Minnesota’s drug monitoring program was first authorized by the legislature in 2007 and has been running since 2010. It keeps track of every prescription for legal controlled substances — schedules II through V — dispensed in Minnesota, and some non-controlled substances. It also shares data with 22 states, including all the states bordering Minnesota.

At the core of the program, at least from the perspective of a doctor or pharmacy, is an online database that allows people writing or dispensing prescriptions to see how often a patient has previously filled medications.

Here’s how it works: say there’s a patient with pain caused by cancer. They’d like to get powerful drugs to treat that pain, but first need a prescription, which means a trip to the doctor. Before prescribing the drugs — say an opioid like Vicodin — the doctor could check the prescription drug database. The doctor might notice that the patient has a number of recent past prescriptions for opioids from other providers and decide not to authorize more drugs, or at least have a conversation with the patient. But there’s no requirement that doctors check before writing the prescription.

Assuming the patient does get the prescription, the next step is to take it to a pharmacy to get it filled. A pharmacist could also — but doesn’t have to — check the database, and could refuse to fill the prescription. Many chain pharmacies have policies that specify when a pharmacist should refuse to fill a prescription, according to Wiberg. In 2014, for example, an Indiana news organization obtained a Walgreen’s checklist for filling prescriptions for powerful narcotics, which included past history and possible red flags that could indicate doctor shopping.

In any case, any time a prescription for a controlled substance or other monitored drug is filled at a pharmacy in Minnesota (with very few exceptions), it will be reported to the Prescription Monitoring Program. So almost all prescriptions find their way to the database eventually, even if doctors and pharmacists don’t check in on it before prescribing and distributing drugs.

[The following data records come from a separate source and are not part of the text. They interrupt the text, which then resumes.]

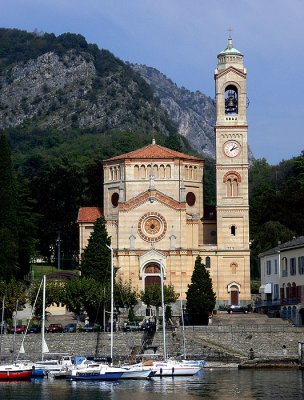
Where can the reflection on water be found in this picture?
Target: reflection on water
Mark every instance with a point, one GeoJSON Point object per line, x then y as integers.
{"type": "Point", "coordinates": [212, 384]}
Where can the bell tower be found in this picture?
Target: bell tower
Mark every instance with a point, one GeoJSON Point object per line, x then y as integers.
{"type": "Point", "coordinates": [231, 132]}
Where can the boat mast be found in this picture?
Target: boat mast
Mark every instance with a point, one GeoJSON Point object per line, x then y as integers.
{"type": "Point", "coordinates": [163, 307]}
{"type": "Point", "coordinates": [112, 300]}
{"type": "Point", "coordinates": [15, 325]}
{"type": "Point", "coordinates": [43, 318]}
{"type": "Point", "coordinates": [183, 324]}
{"type": "Point", "coordinates": [2, 326]}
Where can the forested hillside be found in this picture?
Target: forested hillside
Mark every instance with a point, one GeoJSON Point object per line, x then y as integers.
{"type": "Point", "coordinates": [65, 106]}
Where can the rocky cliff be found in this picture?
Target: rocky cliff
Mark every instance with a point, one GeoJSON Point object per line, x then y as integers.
{"type": "Point", "coordinates": [192, 112]}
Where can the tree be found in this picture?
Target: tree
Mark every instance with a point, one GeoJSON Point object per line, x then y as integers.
{"type": "Point", "coordinates": [85, 294]}
{"type": "Point", "coordinates": [12, 292]}
{"type": "Point", "coordinates": [8, 214]}
{"type": "Point", "coordinates": [96, 258]}
{"type": "Point", "coordinates": [125, 296]}
{"type": "Point", "coordinates": [53, 295]}
{"type": "Point", "coordinates": [58, 193]}
{"type": "Point", "coordinates": [200, 295]}
{"type": "Point", "coordinates": [151, 296]}
{"type": "Point", "coordinates": [27, 226]}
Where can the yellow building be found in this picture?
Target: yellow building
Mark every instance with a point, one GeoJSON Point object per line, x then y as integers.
{"type": "Point", "coordinates": [154, 208]}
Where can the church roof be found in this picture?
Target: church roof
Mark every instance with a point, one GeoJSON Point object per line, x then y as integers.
{"type": "Point", "coordinates": [291, 244]}
{"type": "Point", "coordinates": [154, 151]}
{"type": "Point", "coordinates": [230, 50]}
{"type": "Point", "coordinates": [89, 214]}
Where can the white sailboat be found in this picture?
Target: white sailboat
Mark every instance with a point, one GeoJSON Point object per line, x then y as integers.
{"type": "Point", "coordinates": [170, 367]}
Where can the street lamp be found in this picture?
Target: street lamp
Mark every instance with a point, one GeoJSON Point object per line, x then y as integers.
{"type": "Point", "coordinates": [163, 307]}
{"type": "Point", "coordinates": [58, 241]}
{"type": "Point", "coordinates": [112, 300]}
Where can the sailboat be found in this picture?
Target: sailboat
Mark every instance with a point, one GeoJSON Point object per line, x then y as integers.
{"type": "Point", "coordinates": [16, 370]}
{"type": "Point", "coordinates": [170, 367]}
{"type": "Point", "coordinates": [41, 367]}
{"type": "Point", "coordinates": [106, 372]}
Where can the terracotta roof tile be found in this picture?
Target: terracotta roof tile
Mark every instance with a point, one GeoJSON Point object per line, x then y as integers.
{"type": "Point", "coordinates": [89, 214]}
{"type": "Point", "coordinates": [154, 151]}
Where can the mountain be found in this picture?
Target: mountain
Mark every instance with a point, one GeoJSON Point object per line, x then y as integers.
{"type": "Point", "coordinates": [57, 94]}
{"type": "Point", "coordinates": [192, 112]}
{"type": "Point", "coordinates": [60, 89]}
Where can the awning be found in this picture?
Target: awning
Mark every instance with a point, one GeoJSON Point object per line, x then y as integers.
{"type": "Point", "coordinates": [267, 288]}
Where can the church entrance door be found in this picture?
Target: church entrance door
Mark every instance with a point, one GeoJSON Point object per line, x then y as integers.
{"type": "Point", "coordinates": [234, 297]}
{"type": "Point", "coordinates": [152, 274]}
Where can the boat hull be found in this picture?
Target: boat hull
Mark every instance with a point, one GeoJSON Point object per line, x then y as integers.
{"type": "Point", "coordinates": [15, 375]}
{"type": "Point", "coordinates": [174, 369]}
{"type": "Point", "coordinates": [95, 376]}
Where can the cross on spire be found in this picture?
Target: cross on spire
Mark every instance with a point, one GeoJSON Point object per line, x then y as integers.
{"type": "Point", "coordinates": [230, 31]}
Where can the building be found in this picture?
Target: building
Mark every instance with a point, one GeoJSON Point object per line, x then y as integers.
{"type": "Point", "coordinates": [282, 280]}
{"type": "Point", "coordinates": [154, 203]}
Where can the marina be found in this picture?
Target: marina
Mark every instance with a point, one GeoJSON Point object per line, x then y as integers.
{"type": "Point", "coordinates": [214, 383]}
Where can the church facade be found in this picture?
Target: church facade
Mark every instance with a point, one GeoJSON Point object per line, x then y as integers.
{"type": "Point", "coordinates": [154, 203]}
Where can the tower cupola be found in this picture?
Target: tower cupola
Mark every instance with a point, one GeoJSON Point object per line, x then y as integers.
{"type": "Point", "coordinates": [230, 56]}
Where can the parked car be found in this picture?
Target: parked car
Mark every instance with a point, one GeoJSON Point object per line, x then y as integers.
{"type": "Point", "coordinates": [54, 328]}
{"type": "Point", "coordinates": [19, 329]}
{"type": "Point", "coordinates": [239, 309]}
{"type": "Point", "coordinates": [148, 326]}
{"type": "Point", "coordinates": [70, 328]}
{"type": "Point", "coordinates": [34, 329]}
{"type": "Point", "coordinates": [91, 328]}
{"type": "Point", "coordinates": [132, 327]}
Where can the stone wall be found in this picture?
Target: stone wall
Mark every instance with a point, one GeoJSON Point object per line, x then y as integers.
{"type": "Point", "coordinates": [213, 343]}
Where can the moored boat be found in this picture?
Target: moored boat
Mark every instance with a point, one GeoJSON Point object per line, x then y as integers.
{"type": "Point", "coordinates": [15, 371]}
{"type": "Point", "coordinates": [102, 373]}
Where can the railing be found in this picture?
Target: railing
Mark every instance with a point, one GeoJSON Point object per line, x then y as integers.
{"type": "Point", "coordinates": [246, 328]}
{"type": "Point", "coordinates": [282, 302]}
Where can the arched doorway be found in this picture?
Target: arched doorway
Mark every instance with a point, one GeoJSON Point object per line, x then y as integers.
{"type": "Point", "coordinates": [234, 295]}
{"type": "Point", "coordinates": [152, 274]}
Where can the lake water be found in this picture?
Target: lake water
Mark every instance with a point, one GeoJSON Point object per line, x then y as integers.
{"type": "Point", "coordinates": [212, 384]}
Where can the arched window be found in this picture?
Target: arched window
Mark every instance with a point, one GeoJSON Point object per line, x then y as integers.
{"type": "Point", "coordinates": [142, 172]}
{"type": "Point", "coordinates": [186, 172]}
{"type": "Point", "coordinates": [231, 100]}
{"type": "Point", "coordinates": [232, 230]}
{"type": "Point", "coordinates": [190, 199]}
{"type": "Point", "coordinates": [233, 267]}
{"type": "Point", "coordinates": [168, 171]}
{"type": "Point", "coordinates": [136, 171]}
{"type": "Point", "coordinates": [190, 173]}
{"type": "Point", "coordinates": [232, 180]}
{"type": "Point", "coordinates": [161, 172]}
{"type": "Point", "coordinates": [284, 267]}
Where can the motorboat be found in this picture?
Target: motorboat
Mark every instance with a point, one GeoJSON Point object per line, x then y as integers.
{"type": "Point", "coordinates": [101, 372]}
{"type": "Point", "coordinates": [16, 371]}
{"type": "Point", "coordinates": [172, 367]}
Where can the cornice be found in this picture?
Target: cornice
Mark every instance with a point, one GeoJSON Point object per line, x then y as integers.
{"type": "Point", "coordinates": [230, 69]}
{"type": "Point", "coordinates": [146, 196]}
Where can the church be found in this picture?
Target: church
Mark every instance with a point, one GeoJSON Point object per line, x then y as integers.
{"type": "Point", "coordinates": [154, 203]}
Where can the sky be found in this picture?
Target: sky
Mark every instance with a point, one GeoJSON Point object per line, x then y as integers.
{"type": "Point", "coordinates": [182, 38]}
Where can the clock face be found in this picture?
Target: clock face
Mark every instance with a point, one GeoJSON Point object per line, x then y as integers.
{"type": "Point", "coordinates": [152, 227]}
{"type": "Point", "coordinates": [232, 148]}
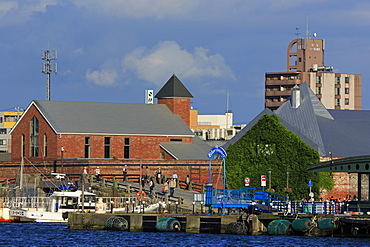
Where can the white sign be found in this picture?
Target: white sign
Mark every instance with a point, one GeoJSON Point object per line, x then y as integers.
{"type": "Point", "coordinates": [263, 180]}
{"type": "Point", "coordinates": [149, 96]}
{"type": "Point", "coordinates": [247, 181]}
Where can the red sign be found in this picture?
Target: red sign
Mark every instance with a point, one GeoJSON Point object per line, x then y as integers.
{"type": "Point", "coordinates": [263, 180]}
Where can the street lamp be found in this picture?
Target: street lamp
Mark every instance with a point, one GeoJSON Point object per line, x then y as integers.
{"type": "Point", "coordinates": [62, 154]}
{"type": "Point", "coordinates": [269, 171]}
{"type": "Point", "coordinates": [133, 206]}
{"type": "Point", "coordinates": [287, 178]}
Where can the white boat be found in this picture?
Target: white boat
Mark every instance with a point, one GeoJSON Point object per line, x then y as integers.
{"type": "Point", "coordinates": [54, 208]}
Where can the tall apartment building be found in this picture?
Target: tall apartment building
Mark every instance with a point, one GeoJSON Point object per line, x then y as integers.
{"type": "Point", "coordinates": [305, 63]}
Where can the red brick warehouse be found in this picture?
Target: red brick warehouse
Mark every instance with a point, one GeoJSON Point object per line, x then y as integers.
{"type": "Point", "coordinates": [113, 134]}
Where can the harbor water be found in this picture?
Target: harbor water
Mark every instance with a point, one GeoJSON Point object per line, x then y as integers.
{"type": "Point", "coordinates": [46, 234]}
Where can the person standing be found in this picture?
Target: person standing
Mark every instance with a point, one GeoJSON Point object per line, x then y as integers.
{"type": "Point", "coordinates": [172, 186]}
{"type": "Point", "coordinates": [175, 178]}
{"type": "Point", "coordinates": [151, 185]}
{"type": "Point", "coordinates": [187, 182]}
{"type": "Point", "coordinates": [147, 173]}
{"type": "Point", "coordinates": [158, 176]}
{"type": "Point", "coordinates": [124, 171]}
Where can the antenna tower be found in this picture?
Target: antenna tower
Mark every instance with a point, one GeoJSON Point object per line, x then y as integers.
{"type": "Point", "coordinates": [48, 68]}
{"type": "Point", "coordinates": [297, 33]}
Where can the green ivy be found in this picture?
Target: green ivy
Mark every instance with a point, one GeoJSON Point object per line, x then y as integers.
{"type": "Point", "coordinates": [269, 145]}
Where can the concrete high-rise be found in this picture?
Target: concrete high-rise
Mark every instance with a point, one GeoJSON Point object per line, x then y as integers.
{"type": "Point", "coordinates": [305, 63]}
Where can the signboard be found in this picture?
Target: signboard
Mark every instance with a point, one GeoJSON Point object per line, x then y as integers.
{"type": "Point", "coordinates": [310, 183]}
{"type": "Point", "coordinates": [247, 181]}
{"type": "Point", "coordinates": [149, 96]}
{"type": "Point", "coordinates": [216, 150]}
{"type": "Point", "coordinates": [263, 180]}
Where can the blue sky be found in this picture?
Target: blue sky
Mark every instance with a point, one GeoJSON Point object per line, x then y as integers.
{"type": "Point", "coordinates": [113, 50]}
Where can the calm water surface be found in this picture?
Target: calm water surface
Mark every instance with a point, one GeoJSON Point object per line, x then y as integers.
{"type": "Point", "coordinates": [41, 234]}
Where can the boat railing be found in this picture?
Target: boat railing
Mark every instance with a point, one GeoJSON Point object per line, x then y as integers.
{"type": "Point", "coordinates": [25, 202]}
{"type": "Point", "coordinates": [117, 202]}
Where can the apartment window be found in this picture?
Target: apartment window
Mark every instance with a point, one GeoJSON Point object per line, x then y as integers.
{"type": "Point", "coordinates": [106, 147]}
{"type": "Point", "coordinates": [87, 147]}
{"type": "Point", "coordinates": [45, 145]}
{"type": "Point", "coordinates": [126, 149]}
{"type": "Point", "coordinates": [23, 145]}
{"type": "Point", "coordinates": [34, 134]}
{"type": "Point", "coordinates": [337, 80]}
{"type": "Point", "coordinates": [10, 119]}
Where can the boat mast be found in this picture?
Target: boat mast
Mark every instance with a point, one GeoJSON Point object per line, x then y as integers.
{"type": "Point", "coordinates": [21, 175]}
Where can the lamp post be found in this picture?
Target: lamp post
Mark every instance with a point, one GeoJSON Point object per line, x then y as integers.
{"type": "Point", "coordinates": [133, 206]}
{"type": "Point", "coordinates": [62, 154]}
{"type": "Point", "coordinates": [269, 171]}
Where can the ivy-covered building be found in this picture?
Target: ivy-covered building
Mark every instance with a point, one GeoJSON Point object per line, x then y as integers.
{"type": "Point", "coordinates": [334, 134]}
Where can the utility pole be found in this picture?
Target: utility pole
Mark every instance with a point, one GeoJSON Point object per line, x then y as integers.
{"type": "Point", "coordinates": [48, 68]}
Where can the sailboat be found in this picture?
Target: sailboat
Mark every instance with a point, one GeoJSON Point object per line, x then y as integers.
{"type": "Point", "coordinates": [53, 208]}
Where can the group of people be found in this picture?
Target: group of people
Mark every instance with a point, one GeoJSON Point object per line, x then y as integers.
{"type": "Point", "coordinates": [169, 184]}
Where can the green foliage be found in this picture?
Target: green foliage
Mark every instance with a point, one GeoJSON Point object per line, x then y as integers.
{"type": "Point", "coordinates": [269, 145]}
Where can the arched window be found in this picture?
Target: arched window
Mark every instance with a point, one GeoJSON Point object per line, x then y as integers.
{"type": "Point", "coordinates": [45, 145]}
{"type": "Point", "coordinates": [34, 140]}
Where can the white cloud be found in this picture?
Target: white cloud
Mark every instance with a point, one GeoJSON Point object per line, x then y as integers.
{"type": "Point", "coordinates": [18, 12]}
{"type": "Point", "coordinates": [104, 77]}
{"type": "Point", "coordinates": [168, 58]}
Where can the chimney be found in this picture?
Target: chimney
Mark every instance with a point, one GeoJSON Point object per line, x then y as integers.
{"type": "Point", "coordinates": [296, 97]}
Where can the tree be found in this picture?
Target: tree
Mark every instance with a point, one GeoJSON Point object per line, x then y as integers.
{"type": "Point", "coordinates": [269, 145]}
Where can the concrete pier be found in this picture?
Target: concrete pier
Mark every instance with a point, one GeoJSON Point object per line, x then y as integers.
{"type": "Point", "coordinates": [146, 222]}
{"type": "Point", "coordinates": [345, 225]}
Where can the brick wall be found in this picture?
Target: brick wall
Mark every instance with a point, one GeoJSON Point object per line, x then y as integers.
{"type": "Point", "coordinates": [141, 147]}
{"type": "Point", "coordinates": [23, 128]}
{"type": "Point", "coordinates": [180, 106]}
{"type": "Point", "coordinates": [9, 170]}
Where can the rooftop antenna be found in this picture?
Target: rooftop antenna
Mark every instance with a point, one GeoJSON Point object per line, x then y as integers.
{"type": "Point", "coordinates": [307, 32]}
{"type": "Point", "coordinates": [297, 33]}
{"type": "Point", "coordinates": [227, 108]}
{"type": "Point", "coordinates": [48, 68]}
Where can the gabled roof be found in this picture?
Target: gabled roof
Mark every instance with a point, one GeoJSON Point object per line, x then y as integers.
{"type": "Point", "coordinates": [173, 89]}
{"type": "Point", "coordinates": [112, 118]}
{"type": "Point", "coordinates": [344, 133]}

That data give a pretty full picture of what controlled drugs are prescribed in Minnesota. By far, the most commonly prescribed drug tracked by the program last year was hydrocodone with acetaminophen, better known as Vicodin, a schedule II opioid painkiller. In 2015, there were more than 1.23 million reported prescriptions for the drug filled in Minnesota, or one for every four or so Minnesotans over the course of the year.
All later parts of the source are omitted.